Please try to be factual. What evidence do you have to support your statement that "half their brain has liquified"? Maybe none of the person's brain has liquified.
Or maybe one tenth.
Also, by your standard, would you classify any and all mentally challenged individuals as having "no chance of becoming a whole person again".
What should society and/or the courts do in these instances - humanely (sarcasm) starve them all to death?
Happy Easter!
Just a note to say I've appreciated the posts from both of you. If we could've ever seen an informed discussion without the bomb throwing and namecalling from both sides, I think we could have all learned and gained from it.
Thank you very much for the public compliment. It is sincerely appreciated. As for a wish for informed discussion without bomb throwing and name calling, put that in the pile of things to wish for, that aren't destined to come true.

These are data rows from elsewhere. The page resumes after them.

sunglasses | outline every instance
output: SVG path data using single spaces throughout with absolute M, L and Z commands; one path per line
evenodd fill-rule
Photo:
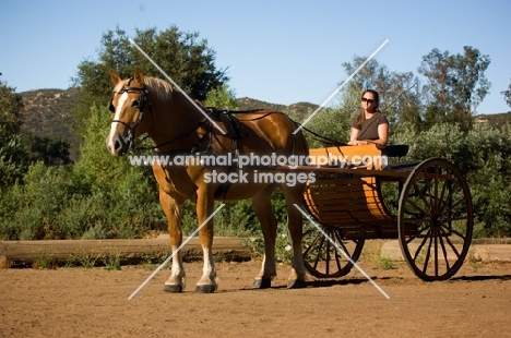
M 363 102 L 375 104 L 375 100 L 363 97 Z

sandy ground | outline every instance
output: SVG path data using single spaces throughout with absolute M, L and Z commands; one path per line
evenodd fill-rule
M 217 264 L 213 294 L 193 292 L 199 262 L 186 264 L 185 292 L 162 292 L 165 268 L 131 300 L 156 265 L 2 269 L 0 337 L 511 337 L 511 263 L 468 261 L 437 282 L 402 262 L 363 254 L 359 265 L 390 299 L 355 269 L 288 290 L 287 265 L 252 290 L 254 261 Z

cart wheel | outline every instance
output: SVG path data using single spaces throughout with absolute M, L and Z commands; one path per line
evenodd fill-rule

Finally, I think that's something we can all agree is true. Sadly, we're the lesser for it.
Apparently the state appeals courts, as well as the Federal appeals courts and the U.S. Supreme Court believe that Greer has acted correctly. All of them have had the power and opportunity to reverse his rulings.

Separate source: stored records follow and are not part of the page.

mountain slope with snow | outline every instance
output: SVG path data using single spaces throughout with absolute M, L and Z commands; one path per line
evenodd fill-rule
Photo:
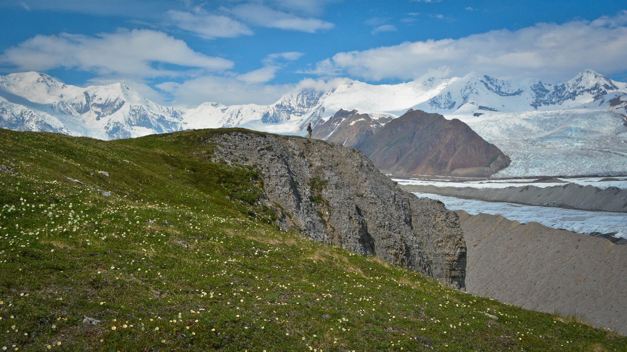
M 236 126 L 303 135 L 308 123 L 327 121 L 340 108 L 387 120 L 413 108 L 458 118 L 510 156 L 498 176 L 625 173 L 626 96 L 627 83 L 592 70 L 555 85 L 473 73 L 398 85 L 353 81 L 293 91 L 270 105 L 190 109 L 160 105 L 121 83 L 82 88 L 27 72 L 0 76 L 0 128 L 103 140 Z

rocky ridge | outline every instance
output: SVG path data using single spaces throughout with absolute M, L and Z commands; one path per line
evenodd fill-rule
M 464 289 L 466 247 L 456 215 L 406 192 L 359 150 L 243 130 L 204 143 L 213 161 L 248 165 L 284 229 L 421 272 Z

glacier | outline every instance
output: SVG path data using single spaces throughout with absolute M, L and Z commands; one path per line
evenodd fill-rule
M 627 214 L 591 212 L 548 207 L 523 205 L 515 203 L 484 202 L 462 199 L 437 194 L 414 192 L 418 197 L 444 203 L 450 210 L 464 210 L 471 215 L 479 213 L 500 215 L 521 224 L 535 222 L 554 229 L 563 229 L 586 234 L 612 234 L 627 239 Z
M 467 123 L 512 159 L 495 177 L 627 173 L 627 83 L 593 70 L 567 82 L 502 80 L 471 73 L 396 85 L 347 81 L 302 88 L 269 105 L 166 106 L 115 83 L 79 87 L 37 72 L 0 76 L 0 128 L 102 140 L 187 128 L 243 127 L 304 135 L 340 108 L 377 120 L 409 108 Z

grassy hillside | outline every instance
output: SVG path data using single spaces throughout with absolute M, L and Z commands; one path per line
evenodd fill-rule
M 0 130 L 13 169 L 0 172 L 0 348 L 627 350 L 614 333 L 279 230 L 251 205 L 254 170 L 209 161 L 199 141 L 215 133 Z

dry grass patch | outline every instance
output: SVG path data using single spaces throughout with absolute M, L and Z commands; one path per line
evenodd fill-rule
M 376 262 L 377 264 L 382 265 L 383 266 L 384 266 L 386 267 L 391 267 L 391 266 L 390 265 L 390 264 L 389 262 L 384 261 L 383 259 L 379 258 L 379 257 L 377 257 L 376 256 L 372 256 L 372 257 L 369 257 L 368 260 L 369 261 L 372 261 L 373 262 Z

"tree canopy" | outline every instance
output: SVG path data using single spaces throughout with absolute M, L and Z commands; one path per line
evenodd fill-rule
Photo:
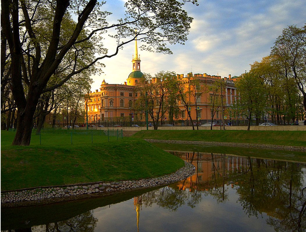
M 4 80 L 18 109 L 13 144 L 29 145 L 43 93 L 74 75 L 95 71 L 97 62 L 115 55 L 136 37 L 142 48 L 165 54 L 171 53 L 167 44 L 184 44 L 192 19 L 183 9 L 187 2 L 197 4 L 196 0 L 129 1 L 125 15 L 111 24 L 111 13 L 103 10 L 106 3 L 97 0 L 1 0 L 1 62 L 7 64 L 1 79 L 9 78 Z M 108 37 L 114 47 L 102 43 Z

That's it! It's a conspiracy! They're all afraid of it!
/sarcasm
Get real. The courts weren't afraid to rule on the 2000 presidential election, and they aren't afraid to rule on abortion, yet they are afraid to rule on this one case?
The business of appeals courts, particularly the U.S. Supreme Court, is ruling on controversial and volatile cases.
You are really stretching now. The U.S. Congress passes legislation that effects one person all the time. Show me where, in the Florida Constitution it says the legislature can't pass a law that effects only one person. The fact is, if the legislature and governor pass a law, it doesn't matter if the judge doesn't like it, it's law.
It's the civil equivalent of a Bill of Attainder and raises all kinds of Amed XIV Equal Protection problems.
Are you really saying that with a straight face? The way the courts ignore stare decisis and every other legal concept? That's rich. It still wouldn't apply, the legislature passed the law.
Yeah... rules like res judicata would have precluded the Schindlers' from their repeated appeals ad nauseum.
"The courts weren't afraid to rule on the 2000 presidential election, and they aren't afraid to rule on abortion, yet they are afraid to rule on this one case?"
IMHO yes. I think the judges in that part of the country are still revieving the wrath of West Palm Beach over 2000 and NONE of them are about to incur anymore by going against the grain in this case.